Der Verein fordert schon seit einer versuchten Abschiebung eines gerade volljährig gewordenen eritreischen jungen Heranwachsenden aus einer Thüringer Jugendhilfeeinrichtung Ende 2018 einen Thüringer Erlass, der die Abschiebung aus Einrichtungen der Kinder- und Jugendhilfe sowie aus Bildungseinrichtungen verbietet.

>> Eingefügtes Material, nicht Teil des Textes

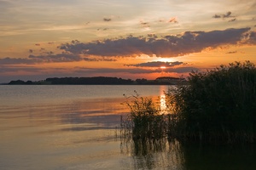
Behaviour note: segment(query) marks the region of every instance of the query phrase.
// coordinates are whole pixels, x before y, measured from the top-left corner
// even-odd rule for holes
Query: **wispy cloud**
[[[0,65],[34,65],[40,63],[64,63],[75,61],[116,61],[115,59],[105,57],[82,57],[73,54],[56,54],[46,52],[45,55],[29,55],[27,58],[9,58],[0,59]]]
[[[169,20],[169,22],[172,22],[172,23],[178,23],[177,19],[176,17],[172,17]]]
[[[227,52],[226,54],[236,54],[237,53],[237,51],[230,51],[230,52]]]
[[[232,16],[231,14],[232,13],[230,11],[229,11],[225,14],[214,14],[212,16],[212,18],[215,18],[215,19],[219,19],[219,18],[223,18],[223,19],[224,19],[224,18],[234,18],[235,16]]]
[[[111,18],[103,18],[103,20],[106,22],[109,22],[112,20],[112,19]]]
[[[125,65],[126,66],[136,66],[136,67],[156,67],[159,68],[160,66],[173,67],[175,65],[183,65],[183,62],[175,61],[175,62],[162,62],[162,61],[153,61],[153,62],[146,62],[146,63],[139,63],[137,65]]]
[[[207,48],[215,48],[223,45],[236,45],[249,34],[247,42],[255,43],[250,28],[227,29],[212,31],[186,31],[182,35],[164,37],[133,37],[105,39],[91,42],[73,41],[60,48],[71,54],[96,56],[131,57],[140,54],[158,57],[177,57],[199,53]]]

In dem konkreten Fall stellen sich viele Fragen:

  • Wie hat sich die Ausländerbehörde vergewissert und sicherstellen wollen (in mindestens einem Fall offensichtlich erfolglos), dass die beiden Minderjährigen tatsächlich den sorgeberechtigten Eltern übergeben werden und diese sie auch aufnehmen? Was veranlasste die Ausländerbehörde dazu, die Abschiebung aus einer Jugendhilfeeinrichtung zu planen?
  • In welchem Umfang war die Abschiebe-Abteilung des Thüringer Landesverwaltungsamt an der technischen und zeitlichen Vorbereitung dieser Maßnahme aus der Jugendhilfeeinrichtung beteiligt?
  • Welche Maßnahmen wurden von dem Vormund/ der Vormundin bzw. dem Jugendamt ergriffen, um die Rechtmäßigkeit der Abschiebung zu überprüfen und die vorrangige Beachtung des Kindeswohls der Jungen sicherzustellen?
  • Von wem und in welcher Form wurde die Reisefähigkeit der Jungen in der Nacht überprüft?
  • Warum und auf welcher rechtlichen Grundlage ist die Polizei bereits im Vorfeld der geplanten Abschiebung in der Jugendhilfeeinrichtung aktiv geworden und hatte die Jungen mitgenommen?
  • Warum wurden Hand- und Fußfesseln eingesetzt und wie ist dies unter Kindeswohl-Aspekten zu rechtfertigen?